The Bishop Museum in downtown Honolulu is an eclectic window into the history, natural and otherwise, of Hawaii and the Pacific Ocean.
The museum houses 1.3 million artifacts from the cultures of the island state, while the natural-sciences collection includes more than 22 million examples of plant and animal life from the Pacific basin, Polynesia, New Guinea, and even Southeast Asia.
The museum is the legacy of Bernice Pauahi Bishop, the last of the Hawaiian royal princesses.

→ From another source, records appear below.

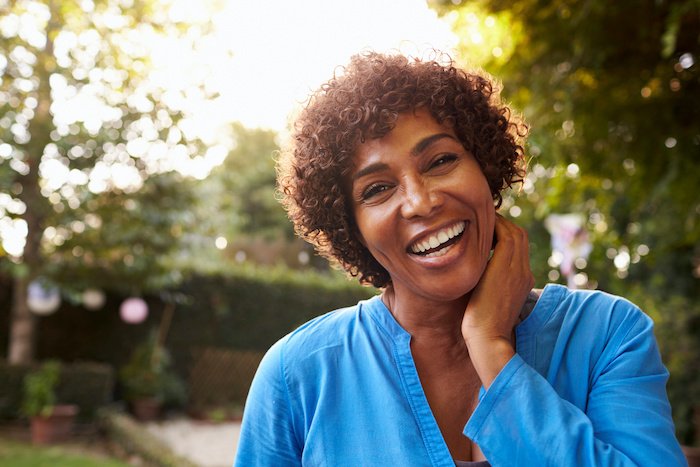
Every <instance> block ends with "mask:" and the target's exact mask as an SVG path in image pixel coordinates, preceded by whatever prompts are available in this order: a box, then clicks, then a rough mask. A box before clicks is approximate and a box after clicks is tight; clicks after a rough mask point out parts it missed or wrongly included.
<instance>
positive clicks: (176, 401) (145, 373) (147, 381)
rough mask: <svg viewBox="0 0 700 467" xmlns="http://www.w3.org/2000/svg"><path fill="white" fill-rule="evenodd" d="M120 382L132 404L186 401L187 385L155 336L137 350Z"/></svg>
mask: <svg viewBox="0 0 700 467" xmlns="http://www.w3.org/2000/svg"><path fill="white" fill-rule="evenodd" d="M119 381H120V382H121V384H122V386H123V389H124V397H125V399H126V400H128V401H134V400H137V399H142V398H153V399H157V400H159V401H161V402H162V403H164V404H174V405H182V404H183V403H184V401H185V397H186V396H185V386H184V383H183V382H182V380H181V379H180V378H179V377H178V376H177V374H175V373H174V372H173V370H172V362H171V358H170V354H169V353H168V351H167V349H165V348H164V347H163V346H162V345H160V344H159V343H158V341H157V335H156V334H155V333H151V335H150V336H149V337H148V339H147V340H146V341H145V342H143V343H142V344H141V345H139V346H138V347H136V348H135V349H134V351H133V353H132V354H131V357H130V359H129V361H128V363H127V364H126V365H125V366H124V367H122V368H121V370H120V371H119Z"/></svg>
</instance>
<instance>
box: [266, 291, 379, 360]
mask: <svg viewBox="0 0 700 467" xmlns="http://www.w3.org/2000/svg"><path fill="white" fill-rule="evenodd" d="M375 300H376V297H373V298H370V299H368V300H363V301H360V302H359V303H357V304H355V305H353V306H349V307H345V308H339V309H336V310H333V311H330V312H328V313H325V314H323V315H321V316H318V317H316V318H313V319H311V320H309V321H307V322H306V323H304V324H302V325H301V326H299V327H298V328H296V329H295V330H294V331H292V332H290V333H289V334H287V335H286V336H284V337H282V338H281V339H280V340H279V341H277V342H276V343H275V344H274V345H273V346H272V347H271V348H270V350H268V352H267V354H266V355H265V357H264V359H263V360H274V361H276V362H277V364H280V365H283V366H284V365H285V362H299V361H300V360H303V359H306V358H308V357H310V356H312V355H314V354H316V353H318V352H319V351H321V350H324V349H329V348H333V347H340V346H343V345H345V343H346V342H347V340H348V338H349V336H352V335H354V334H357V331H358V329H362V328H366V327H367V321H368V320H367V319H366V317H365V316H364V315H365V313H364V309H365V308H367V307H371V306H372V305H373V302H374V301H375Z"/></svg>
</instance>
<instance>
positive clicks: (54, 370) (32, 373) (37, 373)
mask: <svg viewBox="0 0 700 467" xmlns="http://www.w3.org/2000/svg"><path fill="white" fill-rule="evenodd" d="M60 375H61V364H60V363H59V362H58V361H56V360H50V361H47V362H44V363H43V364H42V365H41V367H40V368H39V369H38V370H35V371H33V372H30V373H29V374H27V375H26V376H25V377H24V398H23V399H22V413H23V414H24V415H26V416H27V417H36V416H42V417H48V416H49V415H51V412H52V411H53V408H54V406H55V405H56V387H57V385H58V381H59V377H60Z"/></svg>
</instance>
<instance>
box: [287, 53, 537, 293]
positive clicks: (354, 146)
mask: <svg viewBox="0 0 700 467" xmlns="http://www.w3.org/2000/svg"><path fill="white" fill-rule="evenodd" d="M340 71H341V73H338V74H336V75H334V77H333V78H332V79H331V80H330V81H328V82H327V83H325V84H323V85H322V86H321V88H320V89H319V90H318V91H317V92H316V93H314V94H313V95H311V97H310V98H309V100H308V102H307V104H306V107H305V108H304V109H302V111H301V112H300V114H299V115H298V117H297V118H296V121H295V122H294V126H293V128H292V134H291V138H290V142H289V145H288V147H286V148H285V149H283V150H282V152H281V153H280V157H279V159H278V161H277V186H278V192H279V194H280V198H281V202H282V204H283V205H284V207H285V208H286V210H287V214H288V215H289V218H290V219H291V221H292V222H293V224H294V228H295V231H296V233H297V234H298V235H299V236H301V237H302V238H304V239H305V240H306V241H308V242H309V243H311V244H312V245H314V247H315V248H316V250H317V252H318V253H319V254H320V255H322V256H324V257H326V258H328V259H329V260H330V261H331V263H332V264H333V263H335V264H337V265H340V267H342V268H343V269H344V270H345V271H346V272H347V273H349V274H350V275H352V276H354V277H357V278H358V279H359V281H360V282H361V283H363V284H371V285H373V286H375V287H378V288H381V287H385V286H386V285H387V284H388V283H389V282H390V280H391V278H390V277H389V273H388V272H387V271H386V270H385V269H384V267H382V266H381V265H380V264H379V262H378V261H377V260H376V259H375V258H374V257H373V256H372V255H371V254H370V252H369V250H368V249H367V248H366V247H365V246H364V245H363V244H362V243H361V242H360V237H359V234H358V230H357V227H356V224H355V219H354V215H353V211H352V204H351V201H350V197H349V194H348V193H347V192H346V191H347V190H346V187H345V185H346V184H345V183H344V180H346V177H347V176H348V175H349V173H350V171H351V169H352V163H353V157H354V155H355V152H356V150H357V148H358V145H359V144H361V143H362V142H364V141H366V140H369V139H374V138H381V137H382V136H384V135H386V134H387V133H389V132H390V131H391V130H392V129H393V128H394V126H395V124H396V120H397V118H398V117H399V115H400V114H402V113H406V112H411V111H415V110H417V109H427V110H428V111H429V112H430V114H431V115H432V117H433V118H434V119H435V120H436V121H437V122H438V123H440V124H443V125H446V126H448V127H450V128H452V130H453V131H454V132H455V135H456V136H457V138H458V139H459V141H460V142H461V143H462V145H463V146H464V148H465V149H466V150H467V151H469V152H470V153H471V154H472V155H473V156H474V157H475V159H476V160H477V162H478V163H479V166H480V167H481V170H482V171H483V173H484V175H485V177H486V179H487V181H488V184H489V187H490V189H491V194H492V197H493V199H494V203H495V205H496V207H499V206H500V204H501V202H502V195H501V191H502V190H504V189H505V188H506V187H511V186H512V185H513V183H517V182H521V181H522V177H523V175H524V170H525V163H524V150H523V146H522V144H524V143H523V141H524V138H525V136H526V135H527V126H526V125H525V123H524V122H523V121H522V120H521V119H520V118H519V117H518V116H517V115H515V114H514V113H513V112H511V110H510V109H509V108H508V106H506V105H505V104H503V103H502V101H501V99H500V96H499V89H498V87H497V86H496V85H495V84H494V82H493V81H492V80H491V79H490V78H489V77H487V76H484V75H482V74H479V73H468V72H465V71H463V70H461V69H458V68H456V66H455V64H454V62H453V61H452V60H451V59H449V57H448V60H447V63H446V64H440V63H438V61H437V60H429V61H422V60H418V59H409V58H407V57H404V56H402V55H385V54H380V53H376V52H367V53H364V54H360V55H355V56H353V57H352V59H351V61H350V64H349V65H348V66H347V67H345V68H343V69H341V70H340Z"/></svg>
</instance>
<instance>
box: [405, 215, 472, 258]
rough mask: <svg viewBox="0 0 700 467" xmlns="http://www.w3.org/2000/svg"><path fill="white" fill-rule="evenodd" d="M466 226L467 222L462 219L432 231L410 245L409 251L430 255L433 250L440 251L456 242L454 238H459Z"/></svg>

In her will, Bishop called for a museum to "enrich and delight" the residents of Hawaii.
The centerpiece of the museum's permanent collections is the three-story Hawaiian Hall, the original stone building constructed in 1889. Each floor reflects a different dimension of the Hawaiian cosmos.
The first floor is called Kai Ākea, the world of the Hawaiian gods, legends, and beliefs and other aspects of Hawaiian life before European contact.
The second floor, Wao Kanaka, displays the importance of the land and nature in the daily lives of the Hawaiian people.
Wao Lani, the third floor, is the realm inhabited by the gods and, presumably by descent, Hawaiian royalty (ali'i) and the islands' history.
The nearby Polynesian Hall displays artifacts of other Pacific cultures, such as those in Polynesia, Micronesia, and Melanesia, including objects that open a window on rituals, daily life, warfare, religion, clothing, music, and dance.
Moving from the cultural landscape to the natural world, the Richard T. Mamiya Science Adventure Center presents interactive exhibits focused on the seismology, volcanology, entomology, botany, geology, and oceanography of Hawaii and the Pacific.
In the center, a wave-making tank produces a mini tsunami. A 26-foot recreation of the Puu ‘O’o vent on the Big Island's active Kilauea volcano belches steam and fountains of artificial lava.
If fake lava isn't enough of a thrill, Bishop Museum staffers heat cinders to 2,500 degrees in a small furnace to make laboratory lava. Blasts of hot air give visitors the sense of hanging over the edge of a volcano.
In addition, visitors can steer remotely operated submarines around a 32,000 gallon tank containing a mock-up of the volcanic underwater Lo'ihi seamount's hydrothermal vents. The real Lo'ihi may someday form the next island in the Hawaiian chain, if frequent earthquakes and occasional eruptions boost it the last 969 meters up to the ocean's surface.
To provide the big picture, a topographic model shows what Hawaii would look like if you pulled the plug and drained the Pacific Ocean. The entire Hawaiian Islands chain, stretching from Lo'ihi in the southeast to Kure Atoll, are just the visible tops of a large chain of mountains rising from the Pacific sea floor.
If geology pales, entomology beckons. Electron-microscope-scanned pictures of Hawaii's endemic and invasive species can be viewed on a huge video screen, while a very live termite colony works away.
During the APA annual meeting, the museum will present a special exhibition of the feathered dinosaurs from Liaoning Province, China.
The fossils discovered in Liaoning were exceptionally well preserved, permitting scientists to understand not only the structure of their feathers and wings, but also their color, as well as environmental influences that affected the lives of the dinosaurs.
This discovery has led paleontologists to re-evaluate the appearance of the ropod dinosaurs around the world.
The Liaoning fossils have also illuminated the connection between ancient dinosaurs and modern birds. Scientists now conclude that feathers first evolved as a means of warmth and display and later became specialized to enable flight.